In the present study, a total of eight different genotypes were identified from 97 E. bieneusi-positive specimens from pet birds, including five previously known genotypes (D, SC02, BEB6, CHB1, and MJ5) and three novel genotypes (SCB-I–III). Genotype D was the prominent genotype (42.3%), which is consistent with previous studies in chickens in Brazil (58.3%) (Cunha et al., 2016), exotic birds in Iran (55.3%) (Tavalla et al., 2017), and falcons in the United Arab Emirates (Müller et al., 2008). Genotype D has been reported in humans in Shanghai city, Henan province, Guangxi Zhuang autonomous region, Hubei province, and Heilongjiang province in China. In addition, it also identified in a wide range of animals, including nonhuman primates, livestock, pet animal, wildlife, and birds in China. Genotype SC02 has been identified in humans in Sichuan province, and also reported in a wide range of animals, such as Tibetan blue bears, sun bears, Asiatic black bears, Northern raccoons, horses, giant pandas, and squirrels (Deng et al., 2017; Li et al., 2018). The results above indicate that birds may play a role in the transmission of E. bieneusi to humans and other animals by acting as a reservoir host. Future epidemiological studies of E. bieneusi will be preferentially focused on the different hosts in the same areas to better understand the transmission dynamics of E. bieneusi.

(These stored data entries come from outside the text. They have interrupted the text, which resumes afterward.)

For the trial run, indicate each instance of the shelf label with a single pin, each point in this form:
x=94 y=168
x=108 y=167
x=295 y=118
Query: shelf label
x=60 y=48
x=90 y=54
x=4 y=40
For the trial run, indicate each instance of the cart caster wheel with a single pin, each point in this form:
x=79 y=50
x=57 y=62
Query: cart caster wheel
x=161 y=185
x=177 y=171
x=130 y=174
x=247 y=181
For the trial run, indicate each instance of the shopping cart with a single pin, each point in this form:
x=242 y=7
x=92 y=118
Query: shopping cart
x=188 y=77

Genotype BEB6 was first reported in cattle in the eastern United States (Fayer et al., 2007), and has subsequently been identified in birds, goat, sheep, rhesus macaques, deer, and cats in China (Md Robiul et al., 2014). This genotype was also identified in a pediatric hospital in China (Wang et al., 2013). Moreover, genotype BEB6 was found to be common in raw wastewater in China (Li et al., 2012; Ye et al., 2017). Genotype CHB1 was originally identified in Ursidae, including Tibetan blue bears, brown bears, Asiatic black bears, and Malayan sun bears (Deng et al., 2017). Additionally, genotype MJ5 was identified in black bears in Yunnan province, China (Wu et al., 2018). The fact of genotypes BEB6 and CHB1 have been identified in ursidae and here in pet birds in the same areas suggests the circulation of these genotypes between these animal hosts.

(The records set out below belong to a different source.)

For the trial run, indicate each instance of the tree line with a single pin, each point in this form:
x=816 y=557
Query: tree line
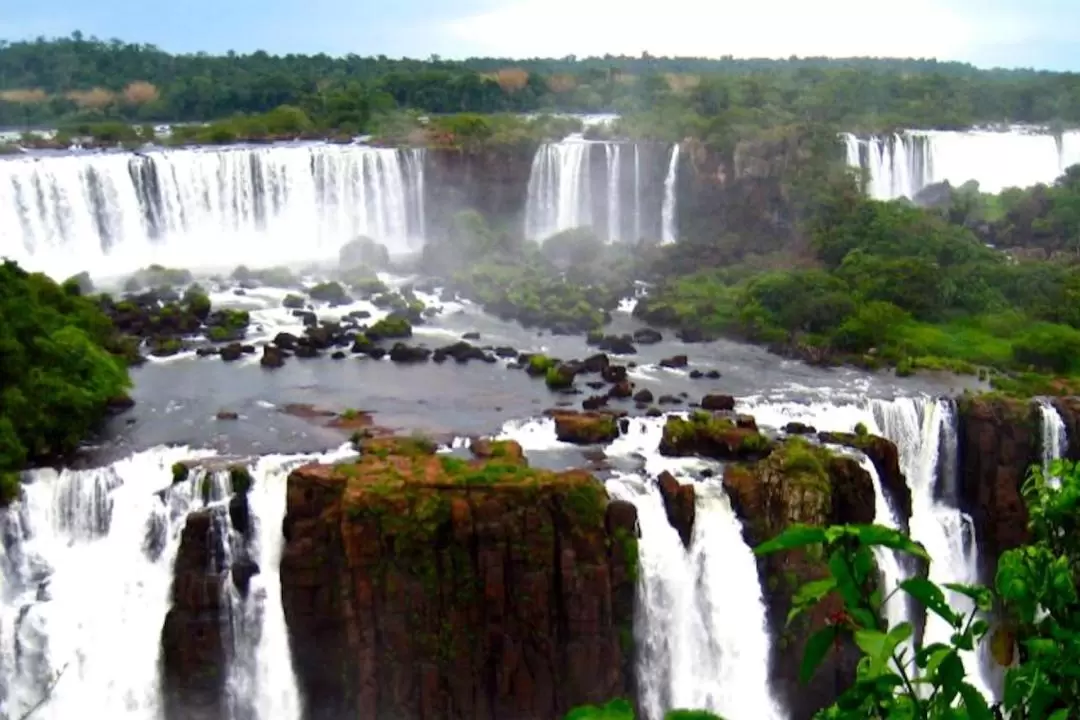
x=77 y=79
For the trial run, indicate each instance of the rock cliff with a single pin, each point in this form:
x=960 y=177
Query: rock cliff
x=418 y=585
x=193 y=638
x=998 y=440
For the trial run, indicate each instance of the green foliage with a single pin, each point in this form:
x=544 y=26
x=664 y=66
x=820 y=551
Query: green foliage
x=55 y=375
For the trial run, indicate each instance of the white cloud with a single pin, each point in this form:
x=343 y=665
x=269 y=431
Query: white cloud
x=763 y=28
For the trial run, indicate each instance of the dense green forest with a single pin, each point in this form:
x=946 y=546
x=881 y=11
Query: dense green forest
x=56 y=375
x=88 y=80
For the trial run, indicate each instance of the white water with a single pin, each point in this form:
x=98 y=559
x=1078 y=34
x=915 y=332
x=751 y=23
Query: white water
x=925 y=433
x=113 y=213
x=1054 y=438
x=563 y=194
x=669 y=229
x=86 y=570
x=900 y=165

The genetic relationships between the eight genotypes of E. bieneusi detected in the present study and other known genotypes were determined in our phylogenetic analysis (Fig. 2). Three genotypes (D, SC02, and SCB-II) were clustered within group 1, suggesting the possibility of zoonotic transmission and public health significance. Genotype BEB6 was classified within group 2. The remaining genotypes (CHB1, MJ5, SCB-I, and SCB-III) were clustered within group 10, together with genotypes CSK1, CHK1, and CHK2 from red kangaroos (Zhang et al., 2018b). However, further molecular epidemiological studies are required to investigate the potential of these group 10 genotypes to cause microsporidiosis in humans.

Conclusions

This is the first to report the prevalence of E. bieneusi (25.1%, 97/387) in pet birds in China. Five known genotypes (D, SC02, BEB6, CHB1, and MJ5) and three novel genotypes (SCB-I, SCB-II, and SCB-III) were identified. The detection of the three known genotypes D, SC02, and BEB6, which are also known to infect humans, suggests that pet birds in the investigated regions may be a source of E. bieneusi infection for humans. Therefore, further studies are needed to investigate the transmission dynamics between pet birds and humans.

Conflicts of interest

The authors declare that they have no competing interests.